Doesn't Paul imply that an individual goes directly to heaven at death by stating that he "desires to depart and be with Christ" and "death is gain" (Phil. 1:21, 23)?

The Bible does not contradict itself. Paul doesn't state one thing in one place and another someplace else. The apostle is clear. At the Second Coming of Jesus, the righteous dead are resurrected to receive their eternal reward (1 Thess. 4:16, 17, 1 Cor. 15:51-54). In Phil. 3:20,21 the apostle points out that "our citizenship is in heaven from whence also we look for the Savior the Lord Jesus Christ who shall change our vile body that it might be fashioned like His glorious body."

Again his desire is the Second Coming of our Lord. Writing to his friend, Timothy, the apostle declares from this same Roman prison, "I have fought a good fight, I have finished my course, I have kept the faith. Henceforth there is laid up for me a crown of righteousness which the Lord, the righteous judge, shall give me at that day: and not to me only, but unto all them also that love His appearing" (2 Tim. 4:7, 8). Paul longed for the return of Jesus when he would see his Lord face to face and be ushered into eternity.

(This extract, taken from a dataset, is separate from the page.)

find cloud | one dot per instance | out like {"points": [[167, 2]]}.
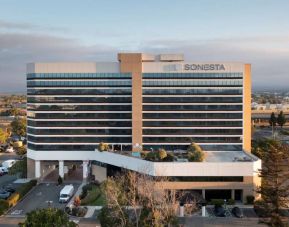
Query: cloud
{"points": [[268, 55], [27, 27], [16, 50]]}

Yes, death is gain! For the apostle it meant freedom from the pain of a weary body, deliverance from the bondage of a Roman prison, and security from the temptation of Satan. To Paul, death was a sleep with no passage of time. The next event after closing his eyes in the sleep of death was "to depart and be with Christ." Since there is no conscious passage of time from death to the Second Coming, for Paul, death meant closing his eyes in sleep and waking up to be with his Lord.